# free to air



## salaried (8 Sep 2010)

Hello, I am living in the Cork area and am looking to get a free to air box as I prefer a once off payment instead of a bi monthly bill. I am satisfied with the channels described to me by 3 different installers but the cost varies between them. I visited two shops yesterday, The first quoted me 350.00 euro but that included an aerial for the rte channels. The second shop quoted 249.00 euro and can still have rte by using the cable left by UPC , But will have to use two remotes, and the third installer is someone I found in the classified ads in the local paper who quoted a price of 159.00 euro.Anybody particularly in the Cork area that can help I would appreciate it, Thanks.


----------



## Staples (8 Sep 2010)

Salaried

I'm no expert but am looking at the same issue.

My in-laws have the same twin-remote system and it's a bit of a pain.  

It was pointed out to me thatfor that kind of money, you could get a year's subscription to Sky.  After the year, you could cancel your subsciption and you'd be left with just the free-to-air channels, including RTE, TV3, etc.  In this circumstance, you'd need only one remote.

Perhaps some more experienced posters could confirm whether this is an option.


----------



## aristotle (8 Sep 2010)

Do Sky not take back the box if you cancel your subscription?


----------



## manaboutdog (8 Sep 2010)

Sky don't take back the box, but RTE, TV3 & TG4 are not free to air through the sky dish.
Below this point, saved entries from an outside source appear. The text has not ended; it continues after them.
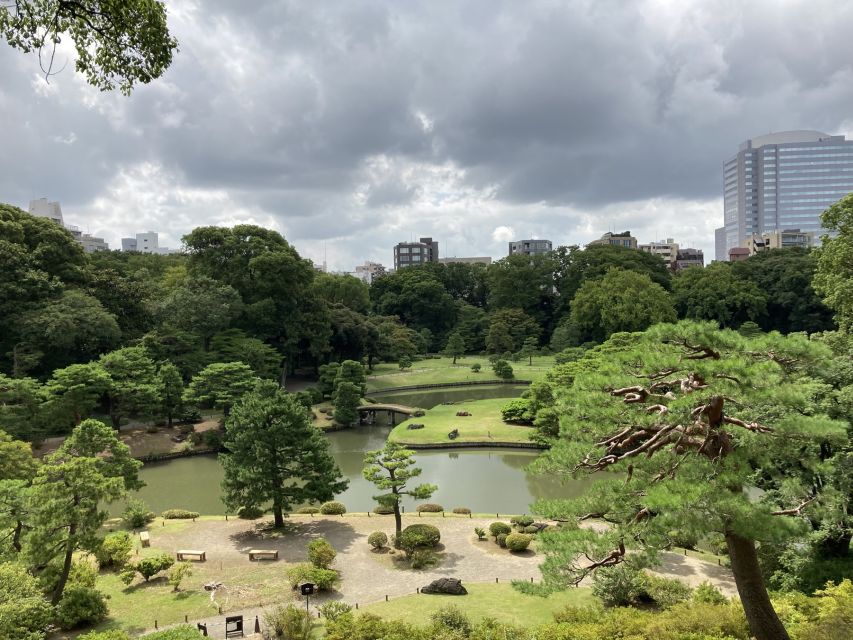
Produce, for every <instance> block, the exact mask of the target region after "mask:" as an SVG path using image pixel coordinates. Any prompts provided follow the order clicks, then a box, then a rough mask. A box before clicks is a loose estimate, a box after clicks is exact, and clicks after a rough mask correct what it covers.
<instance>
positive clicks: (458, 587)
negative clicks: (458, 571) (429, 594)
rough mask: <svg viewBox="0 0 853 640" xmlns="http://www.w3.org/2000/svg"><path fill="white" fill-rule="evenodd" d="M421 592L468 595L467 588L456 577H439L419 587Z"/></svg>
mask: <svg viewBox="0 0 853 640" xmlns="http://www.w3.org/2000/svg"><path fill="white" fill-rule="evenodd" d="M421 593H443V594H446V595H451V596H465V595H468V590H467V589H465V587H463V586H462V581H461V580H459V579H458V578H439V579H438V580H433V581H432V582H430V583H429V584H428V585H427V586H425V587H422V588H421Z"/></svg>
Once you cancel the subscription, these will become blocked and you'll need to revert to a conventional aerial and also a second remote in order to access them.


----------



## Barney Magoo (8 Sep 2010)

Why not get a combined remote?


----------



## whiskey1 (10 Sep 2010)

i use an old sky box i got from a friend. works great. dont have the irish channels but not bothered as i have the rte aerial anyway.


----------



## roker (23 Sep 2010)

You can set-up the Sky remote Control to operate the TV and the terestial channels ie RTE etc


----------



## NOAH (30 Sep 2010)

why not wait until 31st october and see if tv3 is on the new DTT service and then buy a combo box ie a dtt tuner and a sat tuner,  one remote, need a dish for 28east, and maybe a new aerial.  a neat solution,  

noah


----------



## wishbone (15 Nov 2010)

*We use FTA and Antenna*

Hiya, we use FTA Satellite dish and a small indoor aerial (but we're close to a transmitter) and we get lovely Digital RTE and TV3, TG4 and RTE News channel as well as all the BBCs, ITVs, C4s etc with our dish.  We installed it ourselves.  Bought a sky dish, a lidl receiver and Bob's your uncle.  Whole setup cost us 100e.  You may need a better antenna for your RTEs though depending on where you live.  We use the two remotes, one for RTEs, and one for Dish received channels...it's no big deal when you know it's nice and free!


----------



## Ceist Beag (8 Feb 2011)

foggers you made 6 posts today all recommending this same crowd - would you have any vested interest to declare?


----------



## Finlandia (8 Feb 2011)

Hi Whiskey

I am cancelling my subscription with sky they told me they dont take the boxes back but what use would they be to me if my subscritption has been cancelled (not very techno savvy).  and not sure how i would be able to view channels then.  Thanks


----------



## Leo (9 Feb 2011)

Finlandia said:


> Hi Whiskey
> 
> I am cancelling my subscription with sky they told me they dont take the boxes back but what use would they be to me if my subscritption has been cancelled (not very techno savvy). and not sure how i would be able to view channels then. Thanks


 
How to do this and the channels you will still receive is covered in a number of threads here.
Leo


----------



## tosullivan (18 Feb 2011)

dont see what the big deal is having 2 remotes???

I have one for my TV, one for my sky box and one for my home cinema. Also have another for for my multimedia hard drive...its not like I'm carrying them around with me all day.Press ON and put it down on the table.


----------